Aim Low respiratory tract infections is a leading cause of hospitalization, related to acute bronchiolitis (AB) and acute/subacute asthma (AA), and to mainly RSV/hRV-infections. Nutritional impairment and hypoxemia are the main indication for admission, and prolonged need for oxygen may lengthen the stay. We initiated a hospital-at-home (HAH) protocol for children in the steady-state prolonged low-flow oxygenotherapy phase (SS-LF-O2HAHP). Our retrospective study aimed to assess the feasibility, safety, acceptability, and utility of SS-LF-O2HAHP during 2022–2023 winter.

Material and Method Inclusion criteria: stable AB/AA after ≥24h monitoring, need of ≤1 lO2/min. Exclusion criteria: toxic aspect, fever, apnea, diarrhea, parental psychosocial difficulties, parental refusal, child’s home out of HAH intervention area. During the HAH, nurse contacts were daily. A HAH-nurse was available by phone 24/7 for parents, and a HAH-physician was available 24/7 by phone for the nurses. The outcomes were: The percentage of HAH-setups, the number of days of HAH-stay, the number of hospital readmission after HAH-discharge, the number of serious/non-serious adverse event (SAE/AE), and parental satisfaction.

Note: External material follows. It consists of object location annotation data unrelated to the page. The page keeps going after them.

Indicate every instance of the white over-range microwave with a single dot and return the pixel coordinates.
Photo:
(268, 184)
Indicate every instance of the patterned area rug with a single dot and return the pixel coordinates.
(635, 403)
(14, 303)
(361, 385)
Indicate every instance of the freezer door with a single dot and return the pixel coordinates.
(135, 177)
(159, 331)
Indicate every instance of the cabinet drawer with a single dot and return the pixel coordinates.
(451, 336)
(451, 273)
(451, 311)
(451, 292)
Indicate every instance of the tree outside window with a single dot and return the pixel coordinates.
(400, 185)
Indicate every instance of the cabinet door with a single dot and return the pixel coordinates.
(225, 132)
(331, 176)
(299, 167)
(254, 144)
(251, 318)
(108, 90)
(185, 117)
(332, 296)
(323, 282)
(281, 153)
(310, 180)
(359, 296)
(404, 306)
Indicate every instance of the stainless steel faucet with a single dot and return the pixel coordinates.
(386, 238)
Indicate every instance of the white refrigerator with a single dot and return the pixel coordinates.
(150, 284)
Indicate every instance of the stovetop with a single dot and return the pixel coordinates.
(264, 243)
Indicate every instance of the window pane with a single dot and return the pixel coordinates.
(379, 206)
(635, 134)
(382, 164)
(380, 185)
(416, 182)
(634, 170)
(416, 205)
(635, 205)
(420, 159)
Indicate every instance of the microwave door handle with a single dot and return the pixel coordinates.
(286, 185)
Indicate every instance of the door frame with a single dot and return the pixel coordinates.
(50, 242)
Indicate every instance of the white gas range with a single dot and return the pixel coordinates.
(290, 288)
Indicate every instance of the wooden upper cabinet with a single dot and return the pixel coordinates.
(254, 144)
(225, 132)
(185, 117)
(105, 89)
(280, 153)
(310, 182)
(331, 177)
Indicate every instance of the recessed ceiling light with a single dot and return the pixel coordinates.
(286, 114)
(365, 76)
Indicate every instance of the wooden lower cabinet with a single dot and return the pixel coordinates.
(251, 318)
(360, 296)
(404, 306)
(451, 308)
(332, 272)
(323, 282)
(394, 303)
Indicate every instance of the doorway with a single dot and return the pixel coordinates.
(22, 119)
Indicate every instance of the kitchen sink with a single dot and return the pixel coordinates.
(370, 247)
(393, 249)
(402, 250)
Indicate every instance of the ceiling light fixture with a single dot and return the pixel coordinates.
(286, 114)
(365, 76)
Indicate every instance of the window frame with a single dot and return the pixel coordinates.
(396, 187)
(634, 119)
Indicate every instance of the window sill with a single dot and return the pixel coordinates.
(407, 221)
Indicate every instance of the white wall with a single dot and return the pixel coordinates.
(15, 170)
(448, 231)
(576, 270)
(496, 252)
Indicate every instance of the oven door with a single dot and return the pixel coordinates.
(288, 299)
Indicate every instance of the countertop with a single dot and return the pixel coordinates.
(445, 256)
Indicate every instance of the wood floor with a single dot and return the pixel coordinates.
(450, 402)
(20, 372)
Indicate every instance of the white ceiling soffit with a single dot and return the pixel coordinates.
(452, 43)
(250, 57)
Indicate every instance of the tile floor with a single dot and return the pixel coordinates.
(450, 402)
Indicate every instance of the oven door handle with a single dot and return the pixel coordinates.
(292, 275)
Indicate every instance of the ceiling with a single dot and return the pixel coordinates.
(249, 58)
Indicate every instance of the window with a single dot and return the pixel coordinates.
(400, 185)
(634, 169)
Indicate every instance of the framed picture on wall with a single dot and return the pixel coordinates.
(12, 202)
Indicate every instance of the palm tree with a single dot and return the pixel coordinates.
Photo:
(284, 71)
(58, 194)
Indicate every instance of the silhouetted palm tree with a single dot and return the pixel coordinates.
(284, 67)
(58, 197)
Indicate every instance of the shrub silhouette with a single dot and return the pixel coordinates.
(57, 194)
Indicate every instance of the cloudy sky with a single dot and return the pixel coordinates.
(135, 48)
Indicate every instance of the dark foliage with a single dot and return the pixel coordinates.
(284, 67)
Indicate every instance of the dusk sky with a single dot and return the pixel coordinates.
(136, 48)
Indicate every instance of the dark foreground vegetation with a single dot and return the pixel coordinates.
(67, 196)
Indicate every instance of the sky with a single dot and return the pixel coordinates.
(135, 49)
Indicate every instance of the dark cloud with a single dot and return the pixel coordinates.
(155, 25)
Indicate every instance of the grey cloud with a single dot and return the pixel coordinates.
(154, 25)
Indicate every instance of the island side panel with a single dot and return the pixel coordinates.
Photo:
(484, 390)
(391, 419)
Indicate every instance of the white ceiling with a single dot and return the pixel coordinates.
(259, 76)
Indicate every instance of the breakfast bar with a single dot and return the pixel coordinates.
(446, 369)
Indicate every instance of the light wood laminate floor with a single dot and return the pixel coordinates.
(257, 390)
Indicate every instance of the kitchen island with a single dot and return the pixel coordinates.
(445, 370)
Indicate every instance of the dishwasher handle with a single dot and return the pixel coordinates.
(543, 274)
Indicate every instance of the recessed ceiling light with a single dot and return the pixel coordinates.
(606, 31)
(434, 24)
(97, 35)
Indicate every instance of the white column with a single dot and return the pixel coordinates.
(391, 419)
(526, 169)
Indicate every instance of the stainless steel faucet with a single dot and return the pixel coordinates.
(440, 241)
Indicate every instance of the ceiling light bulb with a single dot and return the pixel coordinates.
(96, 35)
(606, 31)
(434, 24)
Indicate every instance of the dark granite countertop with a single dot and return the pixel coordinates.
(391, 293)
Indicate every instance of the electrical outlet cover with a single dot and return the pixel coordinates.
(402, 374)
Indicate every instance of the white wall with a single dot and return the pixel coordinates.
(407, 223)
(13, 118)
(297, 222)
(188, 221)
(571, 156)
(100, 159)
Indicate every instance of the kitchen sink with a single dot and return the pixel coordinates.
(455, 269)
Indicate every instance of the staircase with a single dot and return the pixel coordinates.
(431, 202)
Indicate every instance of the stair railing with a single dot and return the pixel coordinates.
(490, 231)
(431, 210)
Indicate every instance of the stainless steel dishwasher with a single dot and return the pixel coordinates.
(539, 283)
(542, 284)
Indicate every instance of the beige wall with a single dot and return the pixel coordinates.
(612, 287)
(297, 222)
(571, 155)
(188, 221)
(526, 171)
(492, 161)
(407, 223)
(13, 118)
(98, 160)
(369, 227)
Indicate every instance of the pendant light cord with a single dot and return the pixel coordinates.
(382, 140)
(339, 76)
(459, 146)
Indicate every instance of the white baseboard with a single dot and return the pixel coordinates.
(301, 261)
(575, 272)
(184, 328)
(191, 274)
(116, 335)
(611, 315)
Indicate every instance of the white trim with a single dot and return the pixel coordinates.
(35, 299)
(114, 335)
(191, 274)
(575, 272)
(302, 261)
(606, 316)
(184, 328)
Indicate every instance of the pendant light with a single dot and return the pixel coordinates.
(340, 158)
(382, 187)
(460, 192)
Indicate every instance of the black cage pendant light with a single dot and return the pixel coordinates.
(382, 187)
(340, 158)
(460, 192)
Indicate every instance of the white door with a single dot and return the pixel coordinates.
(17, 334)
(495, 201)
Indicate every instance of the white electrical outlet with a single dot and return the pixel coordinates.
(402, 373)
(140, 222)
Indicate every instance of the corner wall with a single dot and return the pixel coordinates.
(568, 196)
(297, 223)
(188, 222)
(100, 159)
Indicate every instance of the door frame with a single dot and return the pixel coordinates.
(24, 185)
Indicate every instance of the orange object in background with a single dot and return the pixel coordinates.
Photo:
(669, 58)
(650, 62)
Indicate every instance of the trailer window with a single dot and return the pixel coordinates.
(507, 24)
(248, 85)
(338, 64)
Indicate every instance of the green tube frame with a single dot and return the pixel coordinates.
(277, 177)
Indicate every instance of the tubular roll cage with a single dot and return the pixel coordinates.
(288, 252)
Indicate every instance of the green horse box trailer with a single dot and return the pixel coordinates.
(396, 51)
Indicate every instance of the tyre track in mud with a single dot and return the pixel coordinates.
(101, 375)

Results Parental refusal led to 3 exclusions, 38 children were included (23 with AB and 15 with AA) and all had HAH-setup. SAE arose twice (5%): readmission in conventional departments: 1 with AB (new viral infection), 1 with AA (development of bronchiolitis obliterans). AE arose 5 times (21%): 4 O2-delivery failures (issue solved on the same day); 1 patient had an otitis media. Out of 12 satisfaction surveys, 100% of parents expressed complete satisfaction overall; 3 (8%) were not completely satisfied with the device (O2 delivery failure).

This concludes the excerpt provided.